В 1918 году, с принятием декрета «О праве граждан изменять свои фамилии и прозвища», в Советской России началась эпоха великого переименования, длившаяся два десятилетия. Установленные правила позволяли совершеннолетним людям выбрать любые фамилии и — с 1924 года — имена. Простота процесса и минимум ограничений привели к тому, что до конца 1930‑х годов десятки тысяч человек воспользовались этим правом, некоторые — не по одному разу.
Рядовая процедура, вероятно, не получила бы широкой известности, если бы не обязательная публикация в газетах соответствующих объявлений. Их читали, над ними смеялись, зачастую не догадываясь, какие судьбы скрывались за несколькими формальными строчками.
Рассказываем, в чём отличие советской практики от дореволюционной, какими мотивами руководствовались заявители и сложно ли было стать однофамильцами великих людей.
Прошения на Высочайшее Имя
Когда советские идеологи писали, что изменить фамилию при царизме было практически невозможно, они отчасти лукавили. Практика существовала, хоть и в гораздо меньших масштабах. Если не углубляться в историю и для сравнения проанализировать ситуацию за полвека до Октябрьской революции, то можно увидеть не только различия с советским опытом, но и внеполитическое сходство.

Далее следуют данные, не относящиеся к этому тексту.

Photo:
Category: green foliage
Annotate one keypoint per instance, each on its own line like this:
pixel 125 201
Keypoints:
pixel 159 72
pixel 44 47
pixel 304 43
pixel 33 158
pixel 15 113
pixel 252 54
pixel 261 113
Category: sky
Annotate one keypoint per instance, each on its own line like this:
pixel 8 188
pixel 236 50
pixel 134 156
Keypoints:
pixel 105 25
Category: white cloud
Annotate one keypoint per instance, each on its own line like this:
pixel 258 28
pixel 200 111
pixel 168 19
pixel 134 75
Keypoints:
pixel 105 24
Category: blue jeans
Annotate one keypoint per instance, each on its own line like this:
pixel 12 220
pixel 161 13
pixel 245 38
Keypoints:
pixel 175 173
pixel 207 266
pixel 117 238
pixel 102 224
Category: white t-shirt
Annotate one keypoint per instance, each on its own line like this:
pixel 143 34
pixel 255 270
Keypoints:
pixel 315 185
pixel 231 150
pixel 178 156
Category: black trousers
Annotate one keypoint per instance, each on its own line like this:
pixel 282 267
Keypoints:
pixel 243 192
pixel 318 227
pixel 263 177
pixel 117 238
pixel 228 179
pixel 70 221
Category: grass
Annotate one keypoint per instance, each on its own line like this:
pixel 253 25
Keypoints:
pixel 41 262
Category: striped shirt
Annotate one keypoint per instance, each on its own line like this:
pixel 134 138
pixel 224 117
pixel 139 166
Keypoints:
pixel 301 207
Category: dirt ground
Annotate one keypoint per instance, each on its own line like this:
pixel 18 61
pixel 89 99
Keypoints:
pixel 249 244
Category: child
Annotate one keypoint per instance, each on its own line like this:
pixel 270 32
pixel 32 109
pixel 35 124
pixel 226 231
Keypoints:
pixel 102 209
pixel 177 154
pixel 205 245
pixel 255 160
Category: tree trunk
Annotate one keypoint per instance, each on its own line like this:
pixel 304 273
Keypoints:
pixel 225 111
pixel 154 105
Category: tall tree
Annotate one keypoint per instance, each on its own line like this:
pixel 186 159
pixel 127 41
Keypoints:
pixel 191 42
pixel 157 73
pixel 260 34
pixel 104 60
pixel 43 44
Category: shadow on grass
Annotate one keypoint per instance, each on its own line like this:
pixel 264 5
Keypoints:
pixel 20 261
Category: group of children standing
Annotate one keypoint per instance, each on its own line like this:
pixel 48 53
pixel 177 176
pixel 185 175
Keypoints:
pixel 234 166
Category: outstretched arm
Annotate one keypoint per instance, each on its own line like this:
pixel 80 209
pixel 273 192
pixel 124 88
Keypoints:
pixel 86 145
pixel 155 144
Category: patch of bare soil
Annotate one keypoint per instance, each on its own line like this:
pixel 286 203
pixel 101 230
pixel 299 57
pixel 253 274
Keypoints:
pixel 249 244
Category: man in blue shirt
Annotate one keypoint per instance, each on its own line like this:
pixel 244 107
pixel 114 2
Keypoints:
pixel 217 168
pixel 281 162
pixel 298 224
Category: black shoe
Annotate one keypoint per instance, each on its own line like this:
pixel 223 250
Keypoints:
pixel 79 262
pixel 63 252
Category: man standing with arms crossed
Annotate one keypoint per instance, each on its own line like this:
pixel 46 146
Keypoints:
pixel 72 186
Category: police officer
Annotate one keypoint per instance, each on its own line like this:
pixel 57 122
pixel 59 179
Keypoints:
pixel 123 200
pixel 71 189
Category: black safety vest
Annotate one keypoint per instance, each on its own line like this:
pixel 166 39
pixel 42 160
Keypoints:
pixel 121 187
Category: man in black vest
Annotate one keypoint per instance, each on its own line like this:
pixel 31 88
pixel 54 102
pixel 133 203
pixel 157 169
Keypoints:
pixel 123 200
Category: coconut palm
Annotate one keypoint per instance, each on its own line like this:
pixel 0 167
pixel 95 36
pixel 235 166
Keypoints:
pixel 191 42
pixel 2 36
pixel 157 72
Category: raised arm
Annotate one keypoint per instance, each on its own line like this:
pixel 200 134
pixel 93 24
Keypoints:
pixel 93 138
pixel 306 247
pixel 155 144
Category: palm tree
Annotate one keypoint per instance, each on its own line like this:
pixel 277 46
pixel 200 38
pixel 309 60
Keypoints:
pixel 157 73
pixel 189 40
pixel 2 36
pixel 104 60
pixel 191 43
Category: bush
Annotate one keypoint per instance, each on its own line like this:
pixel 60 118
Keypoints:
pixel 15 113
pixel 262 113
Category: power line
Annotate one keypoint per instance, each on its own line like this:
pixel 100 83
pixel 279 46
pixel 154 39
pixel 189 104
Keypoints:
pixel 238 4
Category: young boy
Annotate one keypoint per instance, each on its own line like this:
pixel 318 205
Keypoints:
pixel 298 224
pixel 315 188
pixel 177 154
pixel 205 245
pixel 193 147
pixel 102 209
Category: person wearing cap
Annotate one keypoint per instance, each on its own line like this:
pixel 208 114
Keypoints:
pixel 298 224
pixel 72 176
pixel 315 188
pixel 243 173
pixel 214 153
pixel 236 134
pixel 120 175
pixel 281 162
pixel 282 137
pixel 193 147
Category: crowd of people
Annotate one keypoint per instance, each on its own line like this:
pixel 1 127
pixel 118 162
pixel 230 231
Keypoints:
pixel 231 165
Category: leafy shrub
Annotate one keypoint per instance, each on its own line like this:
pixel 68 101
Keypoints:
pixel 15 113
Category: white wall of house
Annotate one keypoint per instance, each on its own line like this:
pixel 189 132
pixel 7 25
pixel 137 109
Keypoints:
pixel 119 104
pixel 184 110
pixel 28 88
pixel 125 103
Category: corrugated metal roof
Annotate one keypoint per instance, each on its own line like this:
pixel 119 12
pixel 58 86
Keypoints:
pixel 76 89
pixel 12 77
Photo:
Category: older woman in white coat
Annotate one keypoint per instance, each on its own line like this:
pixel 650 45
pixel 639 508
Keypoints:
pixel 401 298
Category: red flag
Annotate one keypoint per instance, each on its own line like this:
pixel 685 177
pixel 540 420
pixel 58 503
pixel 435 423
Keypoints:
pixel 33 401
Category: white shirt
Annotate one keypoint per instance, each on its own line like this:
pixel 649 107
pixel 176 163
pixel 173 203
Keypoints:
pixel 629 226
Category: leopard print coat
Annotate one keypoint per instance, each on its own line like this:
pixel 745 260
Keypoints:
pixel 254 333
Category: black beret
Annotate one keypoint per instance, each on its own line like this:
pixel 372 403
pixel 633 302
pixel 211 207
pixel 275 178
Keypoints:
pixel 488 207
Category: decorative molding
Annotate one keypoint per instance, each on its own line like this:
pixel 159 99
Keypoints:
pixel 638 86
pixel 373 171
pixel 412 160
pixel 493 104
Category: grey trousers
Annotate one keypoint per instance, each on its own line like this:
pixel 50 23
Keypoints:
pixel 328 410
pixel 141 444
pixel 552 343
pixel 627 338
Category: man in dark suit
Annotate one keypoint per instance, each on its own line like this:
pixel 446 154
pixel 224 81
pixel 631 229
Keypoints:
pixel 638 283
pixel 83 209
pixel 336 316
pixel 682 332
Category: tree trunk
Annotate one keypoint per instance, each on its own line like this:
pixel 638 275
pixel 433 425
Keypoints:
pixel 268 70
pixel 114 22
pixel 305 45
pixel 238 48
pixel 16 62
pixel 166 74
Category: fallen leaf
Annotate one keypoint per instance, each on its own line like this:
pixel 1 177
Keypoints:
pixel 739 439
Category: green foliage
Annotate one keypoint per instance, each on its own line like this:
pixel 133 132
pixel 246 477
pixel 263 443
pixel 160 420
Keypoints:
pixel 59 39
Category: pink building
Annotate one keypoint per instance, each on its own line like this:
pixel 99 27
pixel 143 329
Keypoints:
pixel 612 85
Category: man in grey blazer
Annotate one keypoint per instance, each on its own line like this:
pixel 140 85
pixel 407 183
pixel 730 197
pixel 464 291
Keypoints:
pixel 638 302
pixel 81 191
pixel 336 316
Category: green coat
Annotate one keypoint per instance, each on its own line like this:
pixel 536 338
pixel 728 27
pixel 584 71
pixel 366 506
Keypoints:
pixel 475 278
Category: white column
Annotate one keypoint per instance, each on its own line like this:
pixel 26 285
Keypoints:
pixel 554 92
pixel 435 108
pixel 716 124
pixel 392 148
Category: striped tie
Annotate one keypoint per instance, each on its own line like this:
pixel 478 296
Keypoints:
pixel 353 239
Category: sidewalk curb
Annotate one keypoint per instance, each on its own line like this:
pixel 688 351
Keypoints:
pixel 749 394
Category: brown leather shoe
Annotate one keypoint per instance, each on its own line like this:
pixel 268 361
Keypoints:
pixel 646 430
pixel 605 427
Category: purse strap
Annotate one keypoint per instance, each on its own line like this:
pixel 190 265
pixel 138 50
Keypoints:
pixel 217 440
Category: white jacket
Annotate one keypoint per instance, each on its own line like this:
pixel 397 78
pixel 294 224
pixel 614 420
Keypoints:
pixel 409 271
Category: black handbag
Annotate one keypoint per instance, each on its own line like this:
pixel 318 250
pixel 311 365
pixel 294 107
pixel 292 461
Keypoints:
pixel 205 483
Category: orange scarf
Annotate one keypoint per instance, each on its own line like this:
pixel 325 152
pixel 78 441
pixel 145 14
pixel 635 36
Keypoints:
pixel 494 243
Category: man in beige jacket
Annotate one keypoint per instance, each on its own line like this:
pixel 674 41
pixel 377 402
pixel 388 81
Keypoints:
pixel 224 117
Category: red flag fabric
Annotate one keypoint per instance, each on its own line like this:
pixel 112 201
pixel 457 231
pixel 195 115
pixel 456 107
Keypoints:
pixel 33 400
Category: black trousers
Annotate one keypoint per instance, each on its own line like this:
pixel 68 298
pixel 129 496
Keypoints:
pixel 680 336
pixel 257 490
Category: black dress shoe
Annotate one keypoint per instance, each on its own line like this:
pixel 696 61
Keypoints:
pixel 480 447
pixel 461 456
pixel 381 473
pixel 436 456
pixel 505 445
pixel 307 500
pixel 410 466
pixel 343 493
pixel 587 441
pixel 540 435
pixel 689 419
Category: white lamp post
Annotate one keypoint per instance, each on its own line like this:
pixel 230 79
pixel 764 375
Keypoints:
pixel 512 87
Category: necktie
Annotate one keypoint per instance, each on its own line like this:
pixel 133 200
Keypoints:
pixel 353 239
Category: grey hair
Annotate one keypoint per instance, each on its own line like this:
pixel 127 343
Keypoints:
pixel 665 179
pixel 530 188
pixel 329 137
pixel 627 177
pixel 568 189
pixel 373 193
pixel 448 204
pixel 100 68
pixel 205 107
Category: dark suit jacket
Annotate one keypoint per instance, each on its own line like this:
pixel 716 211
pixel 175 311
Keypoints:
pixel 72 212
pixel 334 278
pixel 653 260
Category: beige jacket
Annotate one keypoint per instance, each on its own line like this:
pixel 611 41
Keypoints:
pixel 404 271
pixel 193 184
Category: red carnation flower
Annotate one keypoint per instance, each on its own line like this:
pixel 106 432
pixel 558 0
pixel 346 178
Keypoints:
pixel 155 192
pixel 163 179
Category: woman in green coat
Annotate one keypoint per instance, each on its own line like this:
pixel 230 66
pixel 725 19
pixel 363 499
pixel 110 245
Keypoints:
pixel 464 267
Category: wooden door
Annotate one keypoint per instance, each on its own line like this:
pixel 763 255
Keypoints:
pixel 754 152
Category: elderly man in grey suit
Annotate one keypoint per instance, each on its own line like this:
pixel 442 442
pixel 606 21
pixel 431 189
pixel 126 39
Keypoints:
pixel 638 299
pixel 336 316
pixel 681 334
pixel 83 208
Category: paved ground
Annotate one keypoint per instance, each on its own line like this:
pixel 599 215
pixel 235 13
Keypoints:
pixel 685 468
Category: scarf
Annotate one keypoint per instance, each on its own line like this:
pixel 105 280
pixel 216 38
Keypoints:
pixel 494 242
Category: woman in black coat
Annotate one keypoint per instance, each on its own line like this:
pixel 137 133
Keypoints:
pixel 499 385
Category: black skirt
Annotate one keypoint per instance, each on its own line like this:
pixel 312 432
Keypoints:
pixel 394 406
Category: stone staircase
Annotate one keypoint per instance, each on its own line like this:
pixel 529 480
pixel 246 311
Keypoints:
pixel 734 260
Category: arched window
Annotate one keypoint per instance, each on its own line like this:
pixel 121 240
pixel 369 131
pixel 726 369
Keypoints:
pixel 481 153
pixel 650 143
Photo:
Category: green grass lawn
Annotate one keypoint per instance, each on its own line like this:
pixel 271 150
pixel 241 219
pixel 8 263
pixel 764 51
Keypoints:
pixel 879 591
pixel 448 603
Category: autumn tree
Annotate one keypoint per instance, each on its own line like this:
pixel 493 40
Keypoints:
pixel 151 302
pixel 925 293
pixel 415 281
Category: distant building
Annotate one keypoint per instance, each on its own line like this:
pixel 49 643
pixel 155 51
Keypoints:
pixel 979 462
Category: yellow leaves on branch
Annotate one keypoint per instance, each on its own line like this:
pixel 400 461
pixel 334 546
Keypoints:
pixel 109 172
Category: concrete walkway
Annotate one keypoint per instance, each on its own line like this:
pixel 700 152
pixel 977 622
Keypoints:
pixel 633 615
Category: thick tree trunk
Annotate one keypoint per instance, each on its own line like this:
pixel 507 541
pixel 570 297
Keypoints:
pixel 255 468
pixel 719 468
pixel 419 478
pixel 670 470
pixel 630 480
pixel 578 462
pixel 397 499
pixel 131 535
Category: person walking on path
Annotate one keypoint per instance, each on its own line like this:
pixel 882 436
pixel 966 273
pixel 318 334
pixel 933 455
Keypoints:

Основной особенностью дореволюционной смены фамилии был адресат: желающие подавали прошения на имя императора. Бюрократическая громоздкость, обязательное обоснование мотивов и невостребованность процедуры среди определённых слоёв населения (например, крестьян, имеющих до отмены крепостного права только имена и прозвища), безусловно, влияли на количество подаваемых заявлений.
Редкие прошения были обусловлены, как правило, неблагозвучием или непристойностью фамилий: так, в 1866 году сын коллежского асессора Дураков поменял фамилию на Лаврентьев.
Прецеденты особого интереса не вызывали, но некоторые из них, из-за широких пределов царского усмотрения, приобретали характер анекдотов и передавались из поколения в поколение. В начале ХХ века газеты рассказывали один из них:
«В Москве до сих пор существуют купцы, носящие фамилию Семипуповых. Прежде они носили фамилию Восьмипуповых, и один из них подал на Высочайшее Имя прошение об изменении его фамилии. Это было при императоре Николае I. Когда Государю доложили прошение, он, находясь в хорошем расположении духа, шутя заметил:
— Уменьшите ему на один.
Так и сделали, и отсюда произошла фамилия Семипуповых».
Иногда прошения о смене фамилии подавали родственники и однофамильцы государственных преступников. Братья и сёстры Дмитрия Каракозова в своём ходатайстве писали, что «злодей, покусившийся на драгоценную жизнь Его Императорского Величества», гнусным преступлением опозорил носимую ими фамилию и просили разрешения именоваться впредь Владимировыми. То же самое были вынуждены сделать и саратовские дворяне Каракозовы, став Михайловыми-Расловлевыми.
В начале ХХ века ходатайства о смене фамилий, по-прежнему нечастые, делились на две категории: о замене по причине неблагозвучия или непристойности и о закреплении за просителями фамилий и отчеств, которыми они именуются в быту.
С началом Первой мировой войны ситуация изменилась: на волне германофобии подданные Российской империи массово меняли немецкоязычные фамилии. Государство признало патриотические мотивы веской причиной и установило соответствующий порядок смены немецких фамилий на русские. Воспользоваться процедурой мог любой желающий. Дворяне обращались в Департамент герольдии Правительствующего сената и оплачивали прошения гербовыми марками, представители других сословий отправляли просьбу в канцелярию прошений, подаваемых на Высочайшее Имя, и от уплаты сбора освобождались. Выбор новых фамилий власти ничем не ограничивали.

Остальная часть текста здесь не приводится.